The human resource management of an organization is responsible for the management of its workers and overseeing their development through working measures. According to Fisher (2008, 1206), managing people is one of the most challenging tasks to accomplish in the healthcare industry. Over time there has been the implementation of some programs that call for the reorganization of healthcare services and the workforce that is responsible for delivering better health services.

Those involved in healthcare administration are obligated to have some understanding of their organization (Crosson 2009(a), 1324). The senior managers are the ones responsible for the strategic planning when it comes to matters regarding which services should be added or discontinued. The major challenge facing the senior management sector of the health care industry is to effectively increase the changing healthcare delivery to meet the needs of the public population to exactly be equitable and achieve maximum health gain and to offer the service at affordable rates and within the limited national resources (Eibner et al 2009, 579; Benner, Sutphen and Day 2009, 33).

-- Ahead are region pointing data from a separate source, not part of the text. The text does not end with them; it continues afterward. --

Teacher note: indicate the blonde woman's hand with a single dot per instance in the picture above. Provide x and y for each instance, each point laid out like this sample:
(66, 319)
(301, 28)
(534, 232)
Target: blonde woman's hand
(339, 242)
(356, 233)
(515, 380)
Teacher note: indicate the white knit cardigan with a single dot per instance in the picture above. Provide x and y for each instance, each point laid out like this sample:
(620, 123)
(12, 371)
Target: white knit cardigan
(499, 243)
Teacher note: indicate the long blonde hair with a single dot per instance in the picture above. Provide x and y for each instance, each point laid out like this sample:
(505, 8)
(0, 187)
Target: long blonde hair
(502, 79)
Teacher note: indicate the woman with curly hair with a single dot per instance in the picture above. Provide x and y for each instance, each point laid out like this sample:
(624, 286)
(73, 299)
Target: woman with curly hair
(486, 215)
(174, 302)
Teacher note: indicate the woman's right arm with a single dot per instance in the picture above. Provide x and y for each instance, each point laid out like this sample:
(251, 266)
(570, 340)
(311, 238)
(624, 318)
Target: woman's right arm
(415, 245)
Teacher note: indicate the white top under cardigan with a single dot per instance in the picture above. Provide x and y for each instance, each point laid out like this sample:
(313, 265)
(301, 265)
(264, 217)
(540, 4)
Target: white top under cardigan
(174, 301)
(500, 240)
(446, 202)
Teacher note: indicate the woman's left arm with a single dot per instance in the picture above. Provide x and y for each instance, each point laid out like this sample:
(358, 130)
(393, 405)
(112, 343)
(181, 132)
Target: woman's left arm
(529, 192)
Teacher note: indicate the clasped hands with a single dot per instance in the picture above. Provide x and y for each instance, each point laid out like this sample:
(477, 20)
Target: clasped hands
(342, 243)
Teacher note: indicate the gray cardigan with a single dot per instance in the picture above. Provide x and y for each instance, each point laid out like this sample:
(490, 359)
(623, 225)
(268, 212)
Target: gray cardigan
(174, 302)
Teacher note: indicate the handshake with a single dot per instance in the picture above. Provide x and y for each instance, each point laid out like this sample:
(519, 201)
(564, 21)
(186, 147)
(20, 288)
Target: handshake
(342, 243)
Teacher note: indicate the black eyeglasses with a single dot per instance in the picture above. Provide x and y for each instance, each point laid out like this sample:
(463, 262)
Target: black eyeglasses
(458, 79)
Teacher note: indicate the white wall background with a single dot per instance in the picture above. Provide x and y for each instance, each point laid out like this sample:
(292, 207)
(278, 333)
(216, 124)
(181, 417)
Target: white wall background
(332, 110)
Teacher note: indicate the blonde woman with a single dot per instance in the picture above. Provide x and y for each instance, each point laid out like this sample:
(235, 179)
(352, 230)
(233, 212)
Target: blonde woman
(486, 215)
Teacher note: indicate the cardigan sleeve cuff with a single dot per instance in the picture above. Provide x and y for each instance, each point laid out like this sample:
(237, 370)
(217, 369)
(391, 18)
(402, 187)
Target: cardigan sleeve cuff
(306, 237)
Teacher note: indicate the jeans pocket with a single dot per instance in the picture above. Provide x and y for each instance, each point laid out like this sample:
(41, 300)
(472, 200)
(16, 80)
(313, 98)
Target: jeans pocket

Provision of healthcare is a responsibility overseen by several professions who are involved in the administering of proper public health care but the largest group of these professionals is made up of the nursing personnel. Most countries have healthcare systems composed of mostly nurses who are responsible for providing basic health care and public health interventions. Nursing care provides various entry routes in medical health care practice. Nurses can work in all types of settings and shifts to provide health care services (Foote 2003, 356).

Managers of health care facilities should note that developing a good nursing workforce is essential if they are to achieve the full capacity of the nurses’ capability to care for their patients. These days the demand for better services is very high. The public is expecting higher quality service response from the health service sector and its professional workforce is expected to rise as consumers are being engaged more fully in the determining the shape and scope of local health care provision (HRSA 2006, 25; Schuler & Jackson 1999, 56; Goldsmith 2009). Presently, healthcare industry leaders are becoming aware of the fact that an increase in service demand aspects of health care is related to health care outcomes. Good health attention should be the main concern in each government’s national budget as it is an essential facet in ensuring the good health of the public.

Good health service provision involves a range of strategies to effectively arbitrate and improve the care given to all the needing patients. An assessment to evaluate the capacity of the registered nurses’ workforce supporting health reforms is necessary for various reasons. Quite programs related to health reform legislation rely on interventions that fall squarely within the scope of practice of RNs (Goldfarb, Goldfarb and Long 2008, 197).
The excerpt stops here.